EDITOR’S NOTE: Dr. Carolyn Walcott is a media and communications educator and scholar with a diverse background in journalism education, international communication, and media development. Her research agenda includes media pedagogy, political rhetoric, and social change. She is an assistant professor of Communication and Media Studies at Clayton State University and teaches both undergraduate and graduate courses remotely for the University of Guyana. She previously served as Director at the U.G. Centre for Communication Studies (UGCCS), where she coordinated international capacity-building seminars to enhance journalism practice in Guyana. Her professional media and development consultancies include strategic mapping and intervention designs for agencies such as UNDP, UNICEF, and WWF. She completed her undergraduate education at the University of Guyana and graduate degrees at Ohio University (M.A-Communication & Development) and Georgia State University (Ph.D.), respectively.

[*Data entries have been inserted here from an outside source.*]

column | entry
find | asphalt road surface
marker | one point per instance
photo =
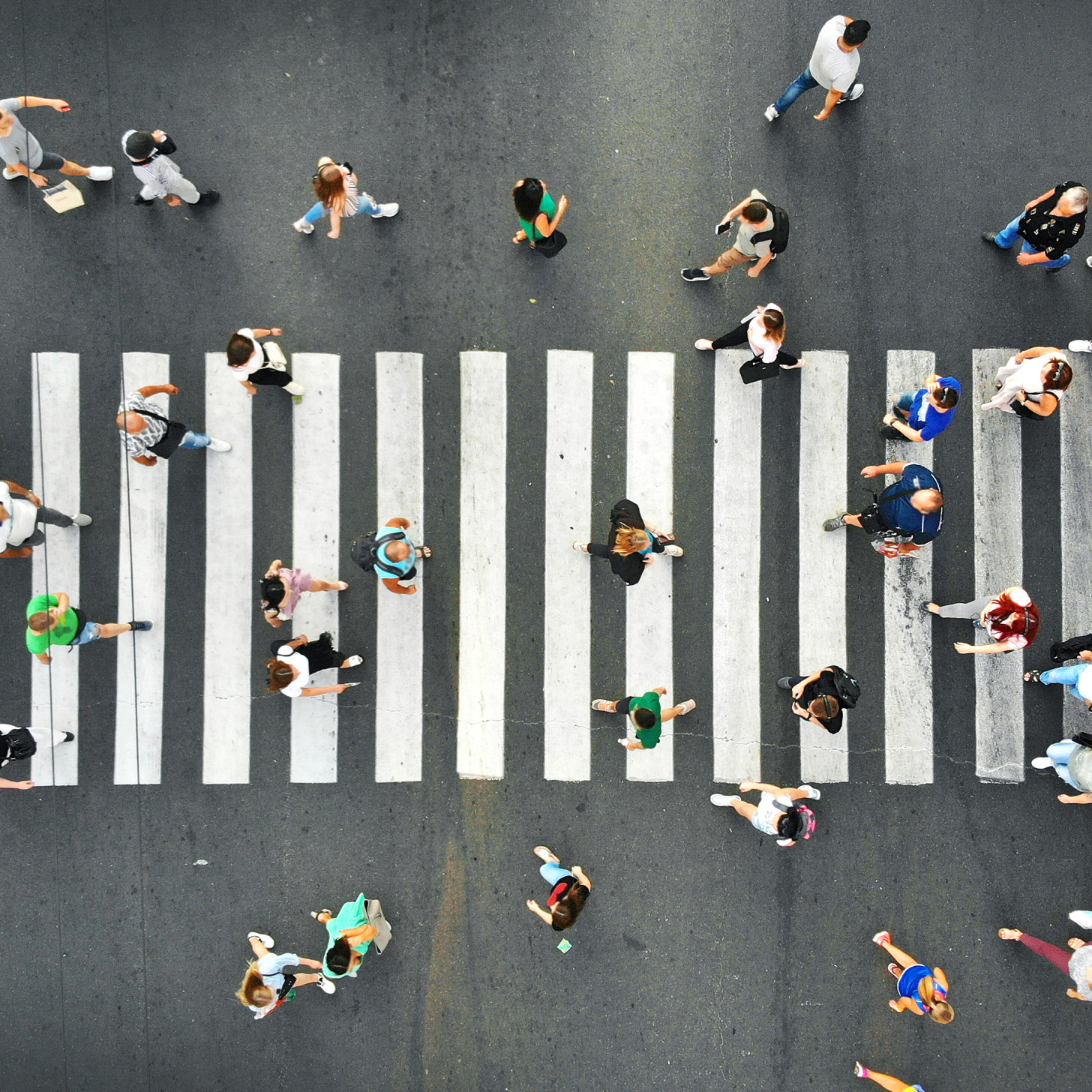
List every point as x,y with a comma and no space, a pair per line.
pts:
706,958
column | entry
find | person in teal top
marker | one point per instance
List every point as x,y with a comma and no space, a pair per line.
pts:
646,716
52,620
539,214
350,937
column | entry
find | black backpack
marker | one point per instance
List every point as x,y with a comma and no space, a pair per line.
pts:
849,688
778,236
16,745
365,552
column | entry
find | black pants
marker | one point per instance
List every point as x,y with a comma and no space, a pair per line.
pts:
319,654
270,377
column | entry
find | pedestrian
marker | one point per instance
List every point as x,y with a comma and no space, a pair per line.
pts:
21,514
1049,225
350,936
1032,382
891,1084
150,437
833,66
282,588
821,697
1072,760
391,556
22,153
335,186
921,991
1076,680
778,812
52,620
150,156
758,238
903,518
18,744
298,660
923,416
266,986
1077,965
764,330
632,544
1010,618
261,365
539,215
569,890
646,716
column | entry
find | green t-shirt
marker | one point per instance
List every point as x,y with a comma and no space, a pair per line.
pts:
649,736
548,206
64,632
351,916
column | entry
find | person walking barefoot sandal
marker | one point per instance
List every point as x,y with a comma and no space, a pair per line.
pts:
1078,964
569,890
921,991
266,986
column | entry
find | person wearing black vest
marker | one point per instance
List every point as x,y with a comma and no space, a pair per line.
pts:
148,436
18,744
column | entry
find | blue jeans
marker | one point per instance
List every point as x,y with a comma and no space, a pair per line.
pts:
1008,236
318,210
194,440
1067,676
554,874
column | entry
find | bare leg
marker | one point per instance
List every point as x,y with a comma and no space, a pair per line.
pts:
898,955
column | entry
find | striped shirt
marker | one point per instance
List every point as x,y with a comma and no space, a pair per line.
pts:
136,443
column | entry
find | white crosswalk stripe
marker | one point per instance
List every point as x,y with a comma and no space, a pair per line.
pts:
732,716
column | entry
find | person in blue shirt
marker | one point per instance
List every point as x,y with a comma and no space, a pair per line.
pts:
925,416
905,515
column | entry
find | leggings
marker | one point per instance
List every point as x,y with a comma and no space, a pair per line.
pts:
1058,956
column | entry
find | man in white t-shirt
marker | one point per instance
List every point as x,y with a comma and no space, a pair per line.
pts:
21,512
835,62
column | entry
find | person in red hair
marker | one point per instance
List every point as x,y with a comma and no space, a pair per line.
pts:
1010,618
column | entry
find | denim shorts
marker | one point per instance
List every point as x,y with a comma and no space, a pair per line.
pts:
91,632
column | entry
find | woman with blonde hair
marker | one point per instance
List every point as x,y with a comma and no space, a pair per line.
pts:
266,986
764,332
632,544
335,186
922,991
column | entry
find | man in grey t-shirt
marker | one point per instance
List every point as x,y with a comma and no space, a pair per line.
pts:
22,153
835,62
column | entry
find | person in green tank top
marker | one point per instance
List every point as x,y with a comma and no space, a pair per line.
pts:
538,213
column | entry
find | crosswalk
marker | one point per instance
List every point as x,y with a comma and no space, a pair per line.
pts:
235,646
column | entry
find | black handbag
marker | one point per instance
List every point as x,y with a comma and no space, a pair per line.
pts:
550,244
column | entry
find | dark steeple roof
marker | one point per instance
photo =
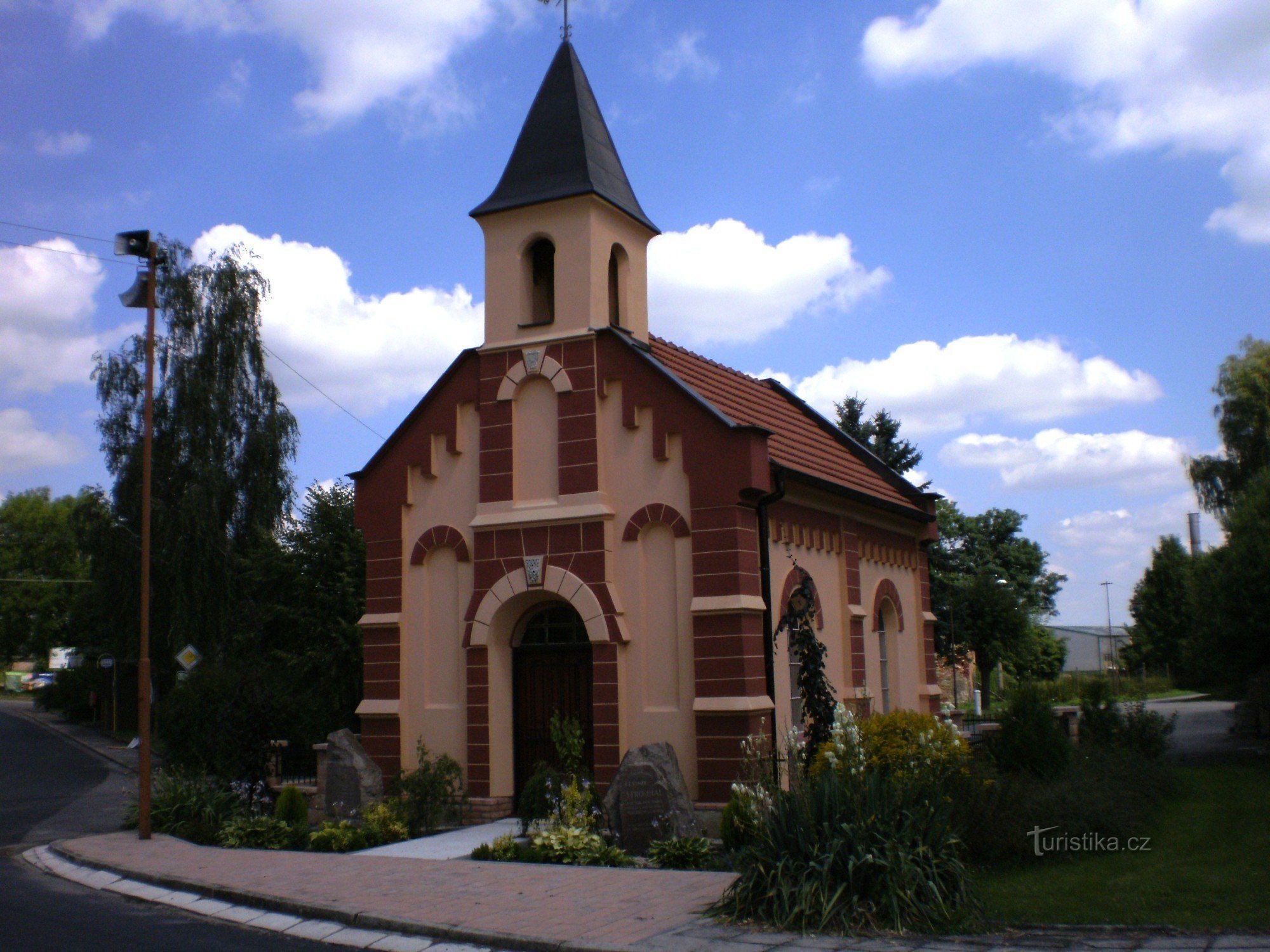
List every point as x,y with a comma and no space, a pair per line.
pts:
565,149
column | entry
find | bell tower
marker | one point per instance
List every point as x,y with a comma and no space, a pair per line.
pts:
566,238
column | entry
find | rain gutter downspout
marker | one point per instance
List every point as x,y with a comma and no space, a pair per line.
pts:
765,579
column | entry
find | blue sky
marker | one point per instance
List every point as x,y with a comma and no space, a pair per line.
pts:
1029,228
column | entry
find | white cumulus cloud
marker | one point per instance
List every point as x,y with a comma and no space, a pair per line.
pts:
364,54
364,351
59,145
685,56
1186,76
46,304
23,446
935,388
725,282
1133,461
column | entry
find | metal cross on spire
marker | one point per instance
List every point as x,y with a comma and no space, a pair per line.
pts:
566,31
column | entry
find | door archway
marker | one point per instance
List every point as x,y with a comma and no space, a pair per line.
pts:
552,672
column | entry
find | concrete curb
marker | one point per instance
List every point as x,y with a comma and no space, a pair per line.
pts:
321,912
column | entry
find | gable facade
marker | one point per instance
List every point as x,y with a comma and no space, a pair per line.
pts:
577,516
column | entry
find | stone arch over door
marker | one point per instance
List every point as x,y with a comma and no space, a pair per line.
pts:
490,675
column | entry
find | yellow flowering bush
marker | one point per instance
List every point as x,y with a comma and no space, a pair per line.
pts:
912,746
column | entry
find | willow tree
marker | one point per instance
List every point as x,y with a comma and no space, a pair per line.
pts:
223,444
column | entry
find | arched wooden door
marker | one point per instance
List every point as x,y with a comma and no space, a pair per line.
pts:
551,673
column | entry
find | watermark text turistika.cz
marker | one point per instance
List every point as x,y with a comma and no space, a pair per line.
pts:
1085,843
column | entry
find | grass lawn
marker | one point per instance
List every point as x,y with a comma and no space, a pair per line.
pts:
1208,866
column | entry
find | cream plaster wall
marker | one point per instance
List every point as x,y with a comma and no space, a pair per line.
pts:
584,232
907,661
656,667
434,663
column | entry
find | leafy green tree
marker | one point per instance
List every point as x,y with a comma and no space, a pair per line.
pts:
223,446
1161,610
1244,425
1230,593
1039,657
881,433
39,550
993,623
990,546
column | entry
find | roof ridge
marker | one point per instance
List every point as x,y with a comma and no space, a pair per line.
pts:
711,361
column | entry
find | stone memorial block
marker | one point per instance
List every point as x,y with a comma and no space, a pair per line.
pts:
648,799
352,779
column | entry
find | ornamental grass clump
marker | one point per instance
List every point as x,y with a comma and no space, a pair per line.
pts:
849,854
867,842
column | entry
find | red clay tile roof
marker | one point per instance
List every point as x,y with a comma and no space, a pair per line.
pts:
802,440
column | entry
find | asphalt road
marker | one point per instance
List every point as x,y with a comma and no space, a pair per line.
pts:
51,789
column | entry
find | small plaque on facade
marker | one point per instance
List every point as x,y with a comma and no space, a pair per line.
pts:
534,571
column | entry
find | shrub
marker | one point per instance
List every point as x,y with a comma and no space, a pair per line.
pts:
340,837
291,807
681,854
1146,733
735,827
912,747
261,833
431,795
190,807
1100,717
845,854
537,798
1031,739
220,722
385,823
1108,793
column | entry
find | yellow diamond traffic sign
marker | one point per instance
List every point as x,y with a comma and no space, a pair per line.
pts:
189,657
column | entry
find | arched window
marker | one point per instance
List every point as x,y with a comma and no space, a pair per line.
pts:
542,261
617,281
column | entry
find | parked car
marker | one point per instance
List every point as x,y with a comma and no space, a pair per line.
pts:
39,680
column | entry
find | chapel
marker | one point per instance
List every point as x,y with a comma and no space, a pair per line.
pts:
582,519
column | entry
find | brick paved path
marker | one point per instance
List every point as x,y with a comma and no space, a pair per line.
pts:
530,907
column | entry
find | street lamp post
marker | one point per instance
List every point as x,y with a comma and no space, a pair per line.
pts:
143,295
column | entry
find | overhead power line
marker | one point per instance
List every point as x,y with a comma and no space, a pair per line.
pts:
336,403
64,252
55,232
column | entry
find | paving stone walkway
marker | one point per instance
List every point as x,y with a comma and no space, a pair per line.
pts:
537,908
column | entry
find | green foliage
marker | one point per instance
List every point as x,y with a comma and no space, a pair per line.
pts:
570,743
223,447
971,554
190,807
341,837
1039,657
879,433
539,795
848,854
1230,592
431,795
69,694
385,822
681,854
39,540
1244,423
220,722
1161,610
1031,739
291,807
735,827
504,850
262,833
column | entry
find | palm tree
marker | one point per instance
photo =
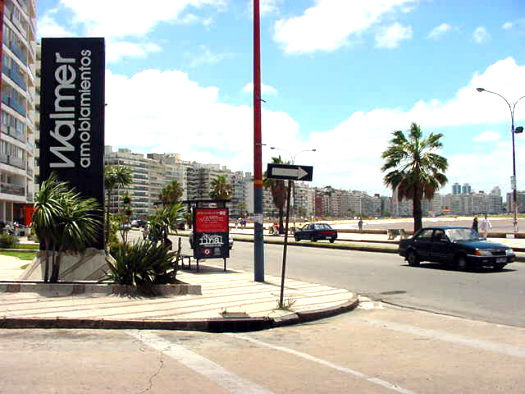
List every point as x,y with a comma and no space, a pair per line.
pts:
279,192
171,193
76,229
114,177
64,222
47,212
220,188
413,169
164,219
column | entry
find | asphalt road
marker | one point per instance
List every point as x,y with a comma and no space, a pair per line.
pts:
498,224
497,297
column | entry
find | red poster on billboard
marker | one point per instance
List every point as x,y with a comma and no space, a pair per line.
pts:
210,233
211,220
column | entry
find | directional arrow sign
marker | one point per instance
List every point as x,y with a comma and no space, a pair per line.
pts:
290,172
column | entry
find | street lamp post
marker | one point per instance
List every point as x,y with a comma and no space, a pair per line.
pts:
513,131
285,248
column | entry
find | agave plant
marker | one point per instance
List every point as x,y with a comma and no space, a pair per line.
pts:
164,219
143,264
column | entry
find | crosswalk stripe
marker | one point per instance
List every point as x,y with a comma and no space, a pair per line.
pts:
502,348
230,381
361,375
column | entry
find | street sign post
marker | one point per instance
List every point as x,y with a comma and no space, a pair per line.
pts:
290,172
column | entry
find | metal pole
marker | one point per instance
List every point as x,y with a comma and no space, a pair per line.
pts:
514,185
514,180
283,273
258,241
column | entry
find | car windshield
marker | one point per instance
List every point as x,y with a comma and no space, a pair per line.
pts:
463,234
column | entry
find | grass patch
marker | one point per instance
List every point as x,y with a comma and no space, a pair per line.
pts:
20,255
26,246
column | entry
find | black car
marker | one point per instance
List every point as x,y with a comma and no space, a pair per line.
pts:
315,232
461,247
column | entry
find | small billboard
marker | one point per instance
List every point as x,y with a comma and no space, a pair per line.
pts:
211,233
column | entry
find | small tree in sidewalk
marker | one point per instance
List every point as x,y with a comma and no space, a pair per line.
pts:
64,221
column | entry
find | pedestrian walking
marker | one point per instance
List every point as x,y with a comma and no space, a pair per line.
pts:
475,224
485,226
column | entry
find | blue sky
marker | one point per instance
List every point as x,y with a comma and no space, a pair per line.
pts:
339,76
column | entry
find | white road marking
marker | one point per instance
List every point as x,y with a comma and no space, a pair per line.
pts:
230,381
361,375
497,347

Dr. Terrence Richard Blackman is a member of the Guyanese diaspora. He is an associate professor of mathematics and a founding member of the Undergraduate Program in Mathematics at Medgar Evers College. He is a former Dr. Martin Luther King Jr. Visiting Professor at MIT and a member of The School of Mathematics at The Institute for Advanced Study. He previously served as Chair of the Mathematics Department and Dean of the School of Science Health and Technology at Medgar Evers College, where he has worked for more than twenty-five years. He graduated from Queen’s College, Guyana, Brooklyn College, CUNY, and the City University of New York Graduate School.